The Uppsala Monitoring Center's WHO Drug Dictionary, Information Mediary's Med-ic Smart Package, and Relsys International Inc.'s Argus J

WHO Drug Dictionary

This reference tool from WHO lets investigators from any country speak the global language of medicine

The Uppsala Monitoring Center's (Uppsala, Sweden) partnership with the UN-founded World Health Organization (WHO) allows the company to release electronic reference tools that trial sites around the world can use.

If a trial is running in several different countries, the drugs involved may have different names. This can be a potential problem for adverse event reporting. The WHO Drug Dictionary can ensure that the data from the trials will speak the same language.

This reference tool goes beyond generic and innovator names. It lists every possible name for each drug, as well as a unique code. Therefore, your CRFs will be more easily understood around the globe. It contains over 45,000 names for almost 10,000 drugs, as well as over 16,000 different drug combinations.

Information is added each quarter on new drugs, new indications and new adverse effects. An available DD History gives an audit trail of each drug's background, and a related Adverse Reaction Terminology product lets you know the proper taxonomy for any SAE in the world. For clients who don't need them all, UMC can do a custom search in the adverse reaction database, similar to Lexis/Nexus.

Med-ic Smart Package

Using embedded microchips, a subject's compliance in taking a pill is remembered by the packaging itself Information Mediary (Ottawa, ON) has done the next best thing to having a PI with a clipboard noting when each subject takes a dose of a study drug or placebo. When a pill is popped out of the foil packet, information is recorded on a hidden microchip.

The smart package works in place of other methods for recording when a subject takes a pill, ranging from stan-dard pen-and-paper forms to electronic methods using the telephone, a PDA, the Internet or a combination of methods.

The Med-ic Smart Package contains a chip with sensors attached to each pill's container. They receive a timestamped message when the foil wrapper is punctured. The chip can also record humidity, heat, vibration and radiation, so the site will know if a subject stores medication on a radiator as well as if he or she is consistent in dosage compliance.

Med-ic Smart Packaging uses a popular new technology called remote frequency identification. The microchip in the empty pack transmits the timestamp when the subjects returns to the site. The chip is "read" by an RFID scanner similar to a supermarket barcode laser.

Argus J

The same pharmacovigilant system that worked in Rockville and Brussels can work in Tokyo as well Relsys International Inc. (Irvine, CA) offers a suite of Argus Safety pharmacovigilance software products to help make your eventual FDA and/or EMEA application trouble-free. One of the tools that sets the company apart is Argus J, which gives users the ability to send the same data that was generated for the United States and the European Union to the Ministry of Health, Labor and Welfare, Japan's regulatory authorities.

English is the primary user interface for both Argus J and Argus Safety, but shadow and local fields in Japanese let the same fields double for MHLW authorities.

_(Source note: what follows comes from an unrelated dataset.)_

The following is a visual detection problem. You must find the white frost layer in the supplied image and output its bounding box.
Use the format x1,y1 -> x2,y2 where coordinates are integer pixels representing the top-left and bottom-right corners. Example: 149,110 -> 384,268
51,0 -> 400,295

Relsys was able to keep one database featuring both languages, instead of making a whole second database for a Kanji-character display. (Two databases mean twice the possible conflicts and errors.)

Argus Safety offers options besides a database readable in Japan. Other features include an adverse event reporting system that supports Good Pharmacovigilance Practices, Oracle compatibility, and compliance with over a dozen different types of reports.